29.    The parties may sign separate copies of this agreement. Together, these signed copies will
form a binding agreement.




30.    A fax copy of any signature will be treated as an original signature.
                                         8



Dated this 17th day of September, 2010




_______”Albert James”__________              _”Alistair Crawley”__________
Albert Leslie James                          Witness




_”Ezra Douse”_________________               ____”Suzanne Haskett”_________
Ezra Douse                                   Witness




_”Ezra Douse”_________________
Dominion Investors Club Inc.
by its duly authorized signatories




       “Tom Atkinson”
Director, Enforcement Branch
                                                 9

                                        SCHEDULE “A”
                     Ontario        Commission des         P.O. Box 55, 19th Floor   CP 55, 19e étage
                     Securities     valeurs mobilières     20 Queen Street West      20, rue queen ouest
                     Commission     de l’Ontario           Toronto ON M5H 3S8        Toronto ON M5H 3S8




                       IN THE MATTER OF THE SECURITIES ACT,
                              R.S.O. 1990, c. S.5, as amended

                                              - and -

                         ALBERT LESLIE JAMES, EZRA DOUSE
                       and DOMINION INVESTMENTS CLUB INC.

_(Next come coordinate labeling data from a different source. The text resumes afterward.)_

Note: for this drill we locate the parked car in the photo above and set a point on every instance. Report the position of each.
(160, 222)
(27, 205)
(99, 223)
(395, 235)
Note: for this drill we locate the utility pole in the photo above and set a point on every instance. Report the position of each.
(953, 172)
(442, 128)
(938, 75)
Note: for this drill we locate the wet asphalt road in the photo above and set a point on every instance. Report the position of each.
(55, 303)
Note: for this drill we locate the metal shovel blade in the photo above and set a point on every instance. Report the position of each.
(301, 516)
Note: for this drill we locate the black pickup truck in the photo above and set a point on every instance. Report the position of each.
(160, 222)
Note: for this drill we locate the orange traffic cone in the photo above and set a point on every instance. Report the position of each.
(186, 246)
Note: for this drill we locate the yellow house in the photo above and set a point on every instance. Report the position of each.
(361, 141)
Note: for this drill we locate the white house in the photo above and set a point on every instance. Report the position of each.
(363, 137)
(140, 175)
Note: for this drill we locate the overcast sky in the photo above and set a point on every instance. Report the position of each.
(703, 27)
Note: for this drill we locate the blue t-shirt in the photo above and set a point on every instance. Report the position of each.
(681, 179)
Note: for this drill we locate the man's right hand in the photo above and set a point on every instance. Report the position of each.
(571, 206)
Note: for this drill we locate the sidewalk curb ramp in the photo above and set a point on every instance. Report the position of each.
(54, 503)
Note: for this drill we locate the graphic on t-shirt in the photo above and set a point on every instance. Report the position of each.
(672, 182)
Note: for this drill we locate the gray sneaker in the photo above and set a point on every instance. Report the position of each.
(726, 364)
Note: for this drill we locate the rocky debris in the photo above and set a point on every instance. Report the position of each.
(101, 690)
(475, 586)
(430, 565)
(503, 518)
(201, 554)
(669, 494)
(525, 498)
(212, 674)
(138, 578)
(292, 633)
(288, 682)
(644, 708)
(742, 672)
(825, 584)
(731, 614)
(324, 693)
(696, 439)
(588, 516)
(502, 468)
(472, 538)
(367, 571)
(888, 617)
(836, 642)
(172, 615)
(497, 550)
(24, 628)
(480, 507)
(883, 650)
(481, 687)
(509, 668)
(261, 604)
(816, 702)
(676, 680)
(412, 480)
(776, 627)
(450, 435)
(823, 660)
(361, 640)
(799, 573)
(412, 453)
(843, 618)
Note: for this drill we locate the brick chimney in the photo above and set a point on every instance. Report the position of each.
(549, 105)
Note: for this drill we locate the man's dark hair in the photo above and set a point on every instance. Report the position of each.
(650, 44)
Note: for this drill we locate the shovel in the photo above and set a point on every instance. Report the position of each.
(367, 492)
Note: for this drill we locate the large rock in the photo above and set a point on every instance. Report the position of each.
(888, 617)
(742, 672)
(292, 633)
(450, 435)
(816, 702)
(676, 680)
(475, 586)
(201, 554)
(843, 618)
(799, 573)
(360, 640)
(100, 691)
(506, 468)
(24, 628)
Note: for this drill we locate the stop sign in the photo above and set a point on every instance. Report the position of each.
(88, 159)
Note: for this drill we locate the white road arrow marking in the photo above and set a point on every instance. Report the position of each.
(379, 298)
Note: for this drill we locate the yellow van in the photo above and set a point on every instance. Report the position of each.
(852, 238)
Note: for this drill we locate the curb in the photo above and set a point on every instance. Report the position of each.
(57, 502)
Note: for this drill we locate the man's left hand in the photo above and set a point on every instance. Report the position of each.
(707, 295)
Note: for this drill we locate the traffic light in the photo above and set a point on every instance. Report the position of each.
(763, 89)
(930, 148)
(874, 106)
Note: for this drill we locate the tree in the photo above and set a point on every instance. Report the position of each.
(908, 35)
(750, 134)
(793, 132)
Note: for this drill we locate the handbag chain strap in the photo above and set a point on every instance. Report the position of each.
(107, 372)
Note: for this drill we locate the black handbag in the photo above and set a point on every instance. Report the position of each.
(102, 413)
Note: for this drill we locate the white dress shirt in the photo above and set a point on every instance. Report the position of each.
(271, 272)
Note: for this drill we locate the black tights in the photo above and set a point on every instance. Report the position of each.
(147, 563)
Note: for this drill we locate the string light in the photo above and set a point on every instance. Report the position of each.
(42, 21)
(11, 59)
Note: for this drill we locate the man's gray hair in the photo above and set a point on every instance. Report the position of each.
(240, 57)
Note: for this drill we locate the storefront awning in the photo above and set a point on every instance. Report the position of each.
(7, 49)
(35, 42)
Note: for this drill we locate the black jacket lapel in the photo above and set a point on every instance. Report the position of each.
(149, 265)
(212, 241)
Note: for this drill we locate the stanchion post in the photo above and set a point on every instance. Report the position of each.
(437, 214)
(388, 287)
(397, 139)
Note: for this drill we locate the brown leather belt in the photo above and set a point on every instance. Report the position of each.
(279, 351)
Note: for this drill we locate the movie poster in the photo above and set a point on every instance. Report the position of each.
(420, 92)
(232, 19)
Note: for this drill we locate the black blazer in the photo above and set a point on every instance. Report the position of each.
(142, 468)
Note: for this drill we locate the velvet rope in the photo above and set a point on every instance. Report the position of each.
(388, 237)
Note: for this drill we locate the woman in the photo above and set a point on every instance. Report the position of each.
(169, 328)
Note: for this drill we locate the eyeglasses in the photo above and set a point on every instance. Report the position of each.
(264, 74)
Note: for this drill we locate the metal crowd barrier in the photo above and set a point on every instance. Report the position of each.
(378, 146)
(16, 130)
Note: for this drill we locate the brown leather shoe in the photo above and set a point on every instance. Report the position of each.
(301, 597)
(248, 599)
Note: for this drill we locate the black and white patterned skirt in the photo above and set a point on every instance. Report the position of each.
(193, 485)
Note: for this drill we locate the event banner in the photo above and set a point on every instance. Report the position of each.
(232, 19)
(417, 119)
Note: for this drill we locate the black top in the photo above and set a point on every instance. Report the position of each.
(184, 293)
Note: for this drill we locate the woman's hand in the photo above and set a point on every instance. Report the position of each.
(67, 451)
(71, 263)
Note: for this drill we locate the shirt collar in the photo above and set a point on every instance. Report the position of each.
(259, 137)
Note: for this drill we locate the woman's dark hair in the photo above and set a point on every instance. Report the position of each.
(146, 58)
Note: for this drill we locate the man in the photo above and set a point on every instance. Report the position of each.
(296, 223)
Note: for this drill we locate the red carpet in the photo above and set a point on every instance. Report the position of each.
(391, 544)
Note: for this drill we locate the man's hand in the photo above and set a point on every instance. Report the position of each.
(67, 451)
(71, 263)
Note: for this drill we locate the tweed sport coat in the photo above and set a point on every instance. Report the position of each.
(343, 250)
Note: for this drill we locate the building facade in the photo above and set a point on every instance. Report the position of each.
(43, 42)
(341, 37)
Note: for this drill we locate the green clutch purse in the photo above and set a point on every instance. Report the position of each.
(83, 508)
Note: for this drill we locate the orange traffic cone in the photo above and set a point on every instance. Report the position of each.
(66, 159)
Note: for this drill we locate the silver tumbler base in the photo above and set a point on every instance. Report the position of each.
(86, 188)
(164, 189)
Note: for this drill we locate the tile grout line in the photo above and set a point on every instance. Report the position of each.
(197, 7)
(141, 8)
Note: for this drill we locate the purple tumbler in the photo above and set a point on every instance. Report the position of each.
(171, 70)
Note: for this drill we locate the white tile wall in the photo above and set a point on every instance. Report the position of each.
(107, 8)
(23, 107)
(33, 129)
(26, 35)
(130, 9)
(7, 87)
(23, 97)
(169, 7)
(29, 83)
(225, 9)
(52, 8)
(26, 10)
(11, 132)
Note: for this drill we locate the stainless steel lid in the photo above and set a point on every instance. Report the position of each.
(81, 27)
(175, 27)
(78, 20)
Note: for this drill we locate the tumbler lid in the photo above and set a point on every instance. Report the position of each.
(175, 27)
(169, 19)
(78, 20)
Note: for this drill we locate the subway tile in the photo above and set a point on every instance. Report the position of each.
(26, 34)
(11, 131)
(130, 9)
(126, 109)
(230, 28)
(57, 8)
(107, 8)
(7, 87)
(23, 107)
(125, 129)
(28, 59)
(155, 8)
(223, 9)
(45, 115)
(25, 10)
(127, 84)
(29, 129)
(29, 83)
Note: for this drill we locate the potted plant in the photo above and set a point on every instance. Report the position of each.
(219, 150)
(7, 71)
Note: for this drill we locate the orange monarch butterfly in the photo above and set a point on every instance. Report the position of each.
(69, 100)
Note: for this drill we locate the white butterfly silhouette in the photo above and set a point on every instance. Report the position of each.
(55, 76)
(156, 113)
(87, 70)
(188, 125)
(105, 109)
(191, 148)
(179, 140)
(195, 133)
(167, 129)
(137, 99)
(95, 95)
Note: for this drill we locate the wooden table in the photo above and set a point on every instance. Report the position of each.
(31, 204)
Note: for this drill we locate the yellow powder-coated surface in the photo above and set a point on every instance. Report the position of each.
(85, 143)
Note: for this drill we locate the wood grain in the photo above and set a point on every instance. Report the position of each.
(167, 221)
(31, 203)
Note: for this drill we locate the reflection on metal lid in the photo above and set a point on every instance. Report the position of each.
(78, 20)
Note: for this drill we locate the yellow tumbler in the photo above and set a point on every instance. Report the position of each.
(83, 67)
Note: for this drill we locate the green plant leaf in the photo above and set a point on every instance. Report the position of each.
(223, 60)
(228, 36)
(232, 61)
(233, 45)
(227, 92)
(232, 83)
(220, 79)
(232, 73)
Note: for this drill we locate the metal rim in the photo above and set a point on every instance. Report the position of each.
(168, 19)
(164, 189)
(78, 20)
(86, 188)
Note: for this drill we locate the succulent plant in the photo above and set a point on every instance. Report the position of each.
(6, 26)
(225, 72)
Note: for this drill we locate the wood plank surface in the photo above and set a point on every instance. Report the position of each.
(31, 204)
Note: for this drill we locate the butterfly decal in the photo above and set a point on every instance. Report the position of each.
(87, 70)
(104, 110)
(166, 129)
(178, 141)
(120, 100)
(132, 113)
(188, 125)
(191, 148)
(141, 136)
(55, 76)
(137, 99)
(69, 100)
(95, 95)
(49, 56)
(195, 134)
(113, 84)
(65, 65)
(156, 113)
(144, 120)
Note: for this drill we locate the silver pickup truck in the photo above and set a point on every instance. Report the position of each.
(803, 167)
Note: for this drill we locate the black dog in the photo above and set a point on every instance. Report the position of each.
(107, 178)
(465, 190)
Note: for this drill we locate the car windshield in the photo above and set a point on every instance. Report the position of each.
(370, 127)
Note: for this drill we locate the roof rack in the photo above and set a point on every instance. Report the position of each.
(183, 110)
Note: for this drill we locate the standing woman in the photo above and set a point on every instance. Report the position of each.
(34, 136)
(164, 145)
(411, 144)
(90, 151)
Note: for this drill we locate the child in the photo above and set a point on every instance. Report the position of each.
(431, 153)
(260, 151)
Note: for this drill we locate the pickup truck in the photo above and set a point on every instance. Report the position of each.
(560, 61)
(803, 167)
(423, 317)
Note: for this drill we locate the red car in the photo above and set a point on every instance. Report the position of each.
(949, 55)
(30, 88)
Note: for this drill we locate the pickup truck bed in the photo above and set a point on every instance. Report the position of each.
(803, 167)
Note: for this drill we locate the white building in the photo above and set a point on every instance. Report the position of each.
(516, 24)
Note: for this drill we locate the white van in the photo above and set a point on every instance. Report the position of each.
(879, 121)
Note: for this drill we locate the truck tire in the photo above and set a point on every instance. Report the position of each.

                                             ORDER


       WHEREAS on March 12, 2010, the Ontario Securities Commission (the “Commission”)
issued a Notice of Hearing pursuant to section 127 and 127.1 of the Securities Act, R.S.O. 1990, c.
S.5, as amended (the “Act”) in relation to Albert Leslie James, Ezra Douse and Dominion
Investments Club Inc. (the “Respondents”);

       AND WHEREAS the Respondents entered into a settlement agreement with Staff of the
Commission (“Staff”) dated September 17, 2010 (the “Settlement Agreement”), a copy of which is
attached as Schedule “A” to this Order, subject to the approval of the Commission;

       AND UPON reviewing the Settlement Agreement, and upon hearing submissions from
counsel for Staff and counsel for the Respondents;

       AND WHEREAS the Commission is of the opinion that it is in the public interest to
make this Order;

       IT IS ORDERED:

       1.      That the Settlement Agreement is approved;
                                                10

      2.     That the Respondents will be reprimanded by the Commission;

      3.     That all monies recovered by the Respondents from the Dominion
             forex investment program will be disgorged to the Commission for
             the benefit of third parties pursuant to s. 3.4(2)(b) of the Act;

      4.     That each of Douse and James will pay an administrative penalty of
             $250,000 pursuant to s. 3.4(2)(b) of the Act;

      5.     That each of Douse and James will cease trading in all securities for a
             period of 15 years;

      6.     That any exemptions contained in the Act will not apply to the
             Respondents;

      7.     That each James and Douse will be prohibited from becoming, acting
             or holding the title of director or officer in any market participant for
             a period of 15 years;

      8.     That upon the approval of this settlement, that each of Douse and
             James will make a payment of $5,000 to the Commission in respect
             of a portion the Commission’s costs incurred in relation to this
             matter; and

      9.     That each of James and Douse will attend the hearing in person.


DATED at Toronto this       day of September, 2010.